Users will now be able to submit changes to the selected pages for review by senior editors.
It is part of Wikipedia's ongoing efforts to curb vandalism of the site.
Wikipedia's founder Jimmy Wales told BBC News that the new system, called "pending changes" will allow the site "to open up articles for general editing that have been protected or semi-protected for years.
"That's what is exciting about this," he said.
Wikipedia encourages editorial changes from everybody who comes to the site.
However, it has been plagued by persistent problems such as the malicious editing of entries, and repeated editing of controversial topics.
As a result, the site has introduced a number of levels of protection that can be applied to articles.
For example, new or anonymous users could previously be prevented from editing "semi-protected" articles, and were forced to suggest changes on a discussion board attached to each article before they could be incorporated.
Semi-protected articles cover a wide range of subjects including Iceland, David Cameron, George W Bush and even homework.
The new changes should make it easier for users to contribute to these pages, the site says.
Mr Wales said that he was pleased to see the pages opening up again.
"These have had to be semi-protected for years just because they are too tempting for naughty people to try something funny," he said.
"But semi-protection has prevented thoughtful and sincere newcomers from making good changes."
Pending Changes will be introduced at 11pm GMT on 15 June.
Any edits to articles in this category are subject to review from an established Wikipedia editor before publication, although anyone can still view changes that have been proposed.
For the duration of the two month trial, Wikipedia users will notice a small magnifying glass, in place of a padlock, on included articles.
In a blog post, Wikipedia said: "The icon, on the upper right corner of the article, represents an important step that Wikipedia volunteers have taken to open up articles that were previously protected from editing.
"At present, only about 0.1% of the 3.3 million articles on the English Wikipedia are under edit protection.
"This tool should help reduce disruptive edits or errors to these pages while maintaining open, collaborative editing from anyone who wants to contribute."
Anyone can view proposed edits by clicking on the "pending changes" tab, alongside the "edit" and "history" tabs on a Wikipedia entry.
The software that enables the new feature was originally developed for the German version of Wikipedia, where it is called "flagged revisions".
In Germany, edits on all articles are subject to review, and it is likely that some observers will see this pilot as the first step towards such a system in English.
Mr Wales said that was "extremely unlikely" and "neither necessary nor desirable".
"The Germans seem happy with it, but they are also going to be closely watching the English system, and I'm sure they'll at least consider switching if the results are good," he said.
Michael Peel, secretary of the independent non-profit organisation Wikimedia UK, told BBC News that it had taken "a long time to find consensus" on how best to run the trial.
Mr Wales called for a similar change in 2009, after Wikipedia articles wrongly suggested for a short time that two US senators had died.

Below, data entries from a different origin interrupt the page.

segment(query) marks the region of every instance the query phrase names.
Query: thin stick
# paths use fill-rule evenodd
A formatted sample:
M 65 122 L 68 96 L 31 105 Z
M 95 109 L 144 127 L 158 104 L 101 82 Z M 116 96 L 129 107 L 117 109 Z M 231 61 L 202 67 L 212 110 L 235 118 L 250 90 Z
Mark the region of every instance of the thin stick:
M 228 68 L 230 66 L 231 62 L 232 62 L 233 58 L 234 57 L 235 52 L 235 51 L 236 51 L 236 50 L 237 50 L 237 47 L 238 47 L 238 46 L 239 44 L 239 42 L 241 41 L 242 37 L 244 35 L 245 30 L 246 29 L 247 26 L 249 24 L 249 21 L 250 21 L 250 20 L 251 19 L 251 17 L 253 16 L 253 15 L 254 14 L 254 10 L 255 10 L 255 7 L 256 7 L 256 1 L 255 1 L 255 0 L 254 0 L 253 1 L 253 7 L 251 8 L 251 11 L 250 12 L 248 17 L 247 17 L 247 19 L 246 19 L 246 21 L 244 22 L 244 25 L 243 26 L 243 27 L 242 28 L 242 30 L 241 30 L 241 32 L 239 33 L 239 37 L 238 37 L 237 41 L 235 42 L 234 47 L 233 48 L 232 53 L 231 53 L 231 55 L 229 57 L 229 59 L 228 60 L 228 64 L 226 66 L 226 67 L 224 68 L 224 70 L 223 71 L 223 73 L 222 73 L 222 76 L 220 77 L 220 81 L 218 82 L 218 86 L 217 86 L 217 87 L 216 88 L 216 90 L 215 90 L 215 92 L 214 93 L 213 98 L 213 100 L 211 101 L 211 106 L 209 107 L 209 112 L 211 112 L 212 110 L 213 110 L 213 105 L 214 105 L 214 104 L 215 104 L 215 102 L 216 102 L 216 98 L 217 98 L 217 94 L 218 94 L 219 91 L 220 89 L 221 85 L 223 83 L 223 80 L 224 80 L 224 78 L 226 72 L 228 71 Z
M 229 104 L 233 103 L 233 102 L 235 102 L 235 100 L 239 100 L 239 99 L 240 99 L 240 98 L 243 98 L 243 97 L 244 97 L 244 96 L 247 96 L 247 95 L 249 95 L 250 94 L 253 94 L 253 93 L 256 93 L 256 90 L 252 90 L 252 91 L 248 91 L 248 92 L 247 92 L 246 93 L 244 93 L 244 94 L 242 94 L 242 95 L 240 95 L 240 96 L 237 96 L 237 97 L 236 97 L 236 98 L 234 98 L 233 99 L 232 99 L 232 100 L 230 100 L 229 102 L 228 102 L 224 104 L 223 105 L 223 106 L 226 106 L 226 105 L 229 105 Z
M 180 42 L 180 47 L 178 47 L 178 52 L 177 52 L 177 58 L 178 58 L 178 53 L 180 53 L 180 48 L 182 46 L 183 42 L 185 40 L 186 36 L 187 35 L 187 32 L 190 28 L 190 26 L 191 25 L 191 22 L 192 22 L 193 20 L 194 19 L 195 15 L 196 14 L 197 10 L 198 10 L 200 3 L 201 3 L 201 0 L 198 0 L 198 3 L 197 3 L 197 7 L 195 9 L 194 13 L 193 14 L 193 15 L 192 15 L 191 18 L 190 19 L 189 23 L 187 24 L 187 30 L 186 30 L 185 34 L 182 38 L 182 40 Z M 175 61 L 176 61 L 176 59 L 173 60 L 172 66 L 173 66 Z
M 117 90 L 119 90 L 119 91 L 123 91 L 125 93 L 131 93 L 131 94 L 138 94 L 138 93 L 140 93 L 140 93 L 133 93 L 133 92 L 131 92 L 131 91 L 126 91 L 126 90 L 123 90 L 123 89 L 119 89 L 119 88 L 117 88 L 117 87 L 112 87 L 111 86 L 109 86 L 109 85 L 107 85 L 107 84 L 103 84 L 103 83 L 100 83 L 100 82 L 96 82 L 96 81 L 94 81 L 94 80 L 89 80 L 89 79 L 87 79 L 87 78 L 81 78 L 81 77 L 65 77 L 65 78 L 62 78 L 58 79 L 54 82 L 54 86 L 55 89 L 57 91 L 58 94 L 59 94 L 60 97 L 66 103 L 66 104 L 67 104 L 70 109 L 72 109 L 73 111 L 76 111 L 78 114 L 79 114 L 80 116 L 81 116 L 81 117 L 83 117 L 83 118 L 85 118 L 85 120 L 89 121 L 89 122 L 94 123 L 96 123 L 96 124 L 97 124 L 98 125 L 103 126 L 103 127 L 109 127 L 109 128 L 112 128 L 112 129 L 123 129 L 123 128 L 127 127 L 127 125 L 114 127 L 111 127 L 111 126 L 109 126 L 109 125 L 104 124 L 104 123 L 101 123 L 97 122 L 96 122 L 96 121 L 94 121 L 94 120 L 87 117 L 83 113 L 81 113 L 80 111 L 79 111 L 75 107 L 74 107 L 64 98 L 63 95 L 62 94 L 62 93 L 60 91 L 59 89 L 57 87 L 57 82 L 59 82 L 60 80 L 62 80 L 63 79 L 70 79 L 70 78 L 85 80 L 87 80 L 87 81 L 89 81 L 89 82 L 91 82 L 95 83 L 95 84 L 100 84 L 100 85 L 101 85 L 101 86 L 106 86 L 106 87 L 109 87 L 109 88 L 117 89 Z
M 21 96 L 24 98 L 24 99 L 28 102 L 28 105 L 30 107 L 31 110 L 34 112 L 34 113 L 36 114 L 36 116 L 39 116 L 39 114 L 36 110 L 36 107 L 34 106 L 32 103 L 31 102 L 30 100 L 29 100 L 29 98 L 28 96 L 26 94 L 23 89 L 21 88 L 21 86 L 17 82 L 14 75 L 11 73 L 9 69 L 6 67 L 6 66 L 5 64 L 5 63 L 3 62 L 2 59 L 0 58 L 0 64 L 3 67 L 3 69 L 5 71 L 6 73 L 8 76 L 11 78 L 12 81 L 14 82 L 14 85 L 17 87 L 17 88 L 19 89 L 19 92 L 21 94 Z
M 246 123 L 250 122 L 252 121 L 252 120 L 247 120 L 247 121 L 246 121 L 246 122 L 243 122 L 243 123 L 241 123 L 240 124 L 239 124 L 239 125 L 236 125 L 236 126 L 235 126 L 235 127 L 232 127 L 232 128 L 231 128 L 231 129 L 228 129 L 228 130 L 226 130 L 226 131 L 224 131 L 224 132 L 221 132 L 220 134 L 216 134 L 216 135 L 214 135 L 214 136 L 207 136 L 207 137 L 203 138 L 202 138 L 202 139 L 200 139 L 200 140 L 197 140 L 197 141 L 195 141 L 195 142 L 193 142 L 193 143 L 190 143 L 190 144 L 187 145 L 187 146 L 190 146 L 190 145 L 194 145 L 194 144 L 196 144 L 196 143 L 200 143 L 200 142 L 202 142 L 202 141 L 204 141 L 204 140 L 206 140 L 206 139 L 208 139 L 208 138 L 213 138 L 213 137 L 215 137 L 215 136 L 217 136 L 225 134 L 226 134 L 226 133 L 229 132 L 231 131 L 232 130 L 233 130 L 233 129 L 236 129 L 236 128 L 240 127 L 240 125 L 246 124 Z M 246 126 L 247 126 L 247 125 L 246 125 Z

In a blog entry, Mr Wales said the "nonsense" of the false reports would have been "100% prevented" by a system that involved editors and said he wanted the changes to be implemented as soon as possible.
The suggestion provoked a storm of comments on his site, with many encyclopaedia editors saying the proposal was unworkable.
Wikipedia said the decision about which articles to include in the new trial, up to an initial limit of 2,000, will be taken by the Wikipedia community.